Seven other persons testified during the public hearing that they have grown grapes in the western part of Madera County, some for as long as 25 years. Morgan Johnson, a Madera County grape grower, testified that some of the soil in the western part of the county is neutral and not alkaline. He also testified that drip irrigation could substantially reduce the alkaline content of some soils m one year's time. In post hearing comments, one additional person commented that he is growing grapes in western Madera County. The Bisceglia Brothers Wine Company in Madera also stated that they purchase grapes from western Madera County and that they favor extending the viticultural area into the western part of the county.
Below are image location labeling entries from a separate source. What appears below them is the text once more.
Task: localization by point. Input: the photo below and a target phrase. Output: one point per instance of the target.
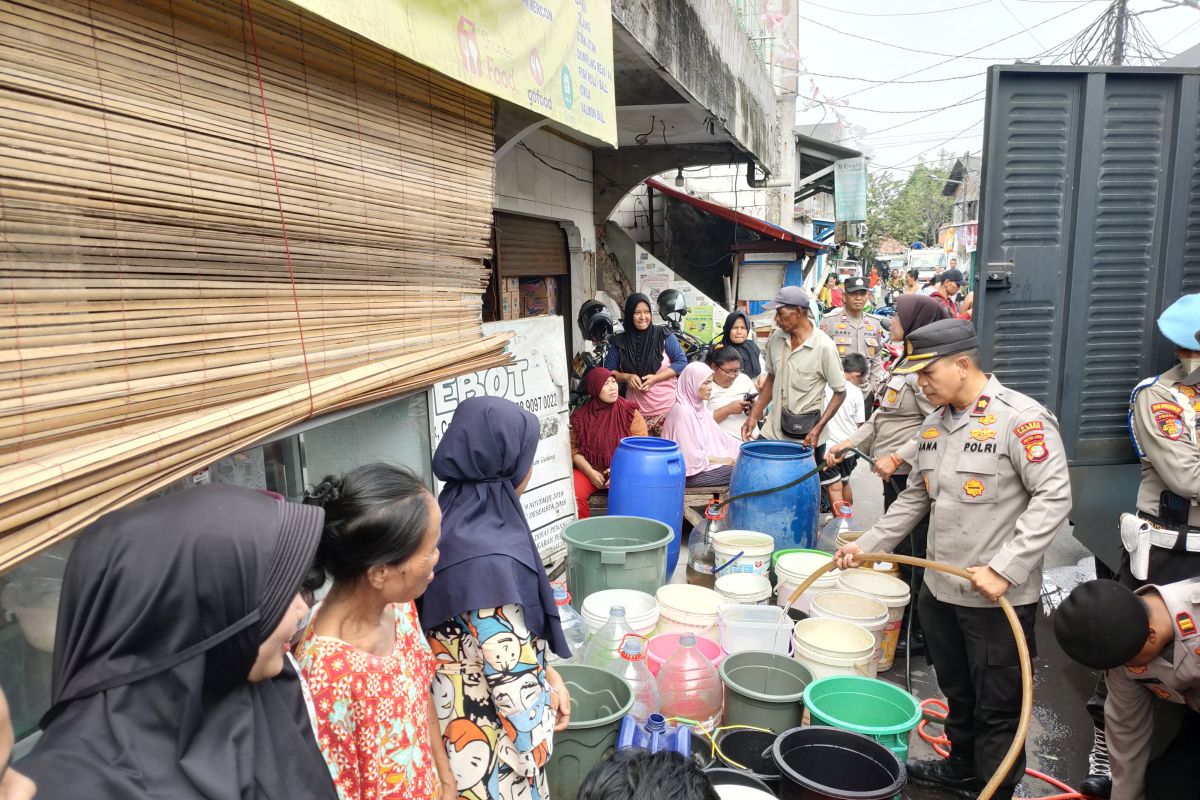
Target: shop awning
(744, 220)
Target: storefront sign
(552, 56)
(537, 382)
(850, 190)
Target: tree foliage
(910, 209)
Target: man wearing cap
(1150, 644)
(855, 331)
(991, 473)
(948, 289)
(801, 362)
(1162, 541)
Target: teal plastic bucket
(867, 705)
(599, 699)
(615, 553)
ATF examined all the evidence presented in written comments, in oral testimony received at the public hearing, and in post-hearing submissions. On the basis of all available evidence, the western boundary of the viticultural area is established as the San Joaquin River, and all of the western portion of Madera County are included. Evidence shows that grapes are grown throughout central and western Madera County, although plantings in the western portion of the county tend to be newer. Also, soil differences exist throughout western and central Madera County, based on a soil map submitted by Steven Ficklin during the public hearing. This map shows large areas of free (non alkaline) soil within the western portion of Madera County;
these areas are centered along the north–south boundary, and to the north along the Chowchilla River. The same map also shows substantial areas of intermittent free and saline soils in the western part of the county along the San Joaquin River

Because of these soil types found within western Madera County, it is not possible to characterize all of the soil within this area as highly alkaline. By testimony given during the hearing, vineyards exist in free soils in this area which are identical to soils found in the central part of the county. Therefore, in order to use soils as a basis for the western boundary of the Madera viticultural area, ATF would have to draw very exact boundaries based on soil types. This is impossible due to the lack of any distinguishing geographical features appearing on U.S.G.S. maps covering western Madera County. ATF determined that a geographical feature other than soils should be used to define the western boundary of the viticultural area. This geographical feature is the San Joaquin River, which divides Madera County from Fresno County, and distinguishes the viticultural area from the area to the west which is both drier and has a longer growing season.